LEAD function for next row access in SQL - Time & Space Complexity
We want to understand how the time needed to run a query using the LEAD function changes as the data grows.
Specifically, how does accessing the next row's value affect performance?
Analyze the time complexity of the following code snippet.
SELECT employee_id, salary,
LEAD(salary) OVER (ORDER BY employee_id) AS next_salary
FROM employees;
This query lists each employee's salary and the salary of the next employee ordered by their ID.
Identify the loops, recursion, array traversals that repeat.
- Primary operation: The database scans each row once and looks ahead to the next row's salary.
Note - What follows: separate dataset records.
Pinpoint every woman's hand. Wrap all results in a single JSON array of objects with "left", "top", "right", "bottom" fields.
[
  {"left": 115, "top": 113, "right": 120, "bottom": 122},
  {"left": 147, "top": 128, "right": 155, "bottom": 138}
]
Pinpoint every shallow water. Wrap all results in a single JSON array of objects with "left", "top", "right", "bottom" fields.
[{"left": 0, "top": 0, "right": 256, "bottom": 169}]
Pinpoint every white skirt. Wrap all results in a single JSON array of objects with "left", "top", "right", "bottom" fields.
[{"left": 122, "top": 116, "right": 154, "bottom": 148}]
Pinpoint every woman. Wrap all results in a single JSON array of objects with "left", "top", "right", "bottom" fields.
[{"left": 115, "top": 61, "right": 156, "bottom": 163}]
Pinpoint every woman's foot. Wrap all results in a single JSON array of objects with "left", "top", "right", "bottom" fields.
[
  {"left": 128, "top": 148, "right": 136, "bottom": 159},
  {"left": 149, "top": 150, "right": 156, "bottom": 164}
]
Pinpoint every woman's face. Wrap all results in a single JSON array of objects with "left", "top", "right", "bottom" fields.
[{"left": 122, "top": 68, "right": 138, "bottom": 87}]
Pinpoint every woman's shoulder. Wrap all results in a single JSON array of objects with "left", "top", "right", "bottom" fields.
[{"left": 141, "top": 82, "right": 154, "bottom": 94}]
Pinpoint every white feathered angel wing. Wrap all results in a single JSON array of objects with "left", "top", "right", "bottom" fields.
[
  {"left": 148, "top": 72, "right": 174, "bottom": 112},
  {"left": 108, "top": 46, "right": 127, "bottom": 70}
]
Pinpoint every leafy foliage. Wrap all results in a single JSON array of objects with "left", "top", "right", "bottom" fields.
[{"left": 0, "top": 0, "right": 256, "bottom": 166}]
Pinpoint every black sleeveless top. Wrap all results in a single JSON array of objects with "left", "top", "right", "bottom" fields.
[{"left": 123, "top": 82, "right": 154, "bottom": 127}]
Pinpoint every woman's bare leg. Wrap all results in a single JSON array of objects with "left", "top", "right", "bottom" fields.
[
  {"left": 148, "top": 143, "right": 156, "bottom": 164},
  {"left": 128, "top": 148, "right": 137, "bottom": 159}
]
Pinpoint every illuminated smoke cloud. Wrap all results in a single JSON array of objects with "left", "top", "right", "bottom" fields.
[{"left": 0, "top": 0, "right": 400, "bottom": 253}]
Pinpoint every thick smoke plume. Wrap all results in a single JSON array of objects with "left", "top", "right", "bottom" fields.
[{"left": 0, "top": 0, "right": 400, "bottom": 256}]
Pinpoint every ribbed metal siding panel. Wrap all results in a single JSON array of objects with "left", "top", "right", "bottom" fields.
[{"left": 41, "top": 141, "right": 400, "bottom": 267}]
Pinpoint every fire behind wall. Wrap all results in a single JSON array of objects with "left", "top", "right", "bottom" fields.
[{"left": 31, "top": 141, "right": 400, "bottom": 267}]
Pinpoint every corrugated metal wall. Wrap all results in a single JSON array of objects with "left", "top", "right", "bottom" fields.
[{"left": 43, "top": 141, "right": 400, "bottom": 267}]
- How many times: Once for every row in the employees table.
As the number of employees grows, the database does a similar amount of work for each employee.
| Input Size (n) | Approx. Operations |
|---|---|
| 10 | About 10 lookups |
| 100 | About 100 lookups |
| 1000 | About 1000 lookups |
Pattern observation: The work grows directly with the number of rows.
Time Complexity: O(n)
This means the time to run the query grows in a straight line as the number of rows increases.
[X] Wrong: "LEAD causes the query to do extra loops inside loops, making it much slower than scanning once."
[OK] Correct: The LEAD function just looks ahead one row during a single pass, so it does not multiply the work by the number of rows.
Understanding how window functions like LEAD work helps you explain query performance clearly and shows you know how databases handle row-by-row operations efficiently.
"What if we used LEAD with a PARTITION BY department? How would the time complexity change?"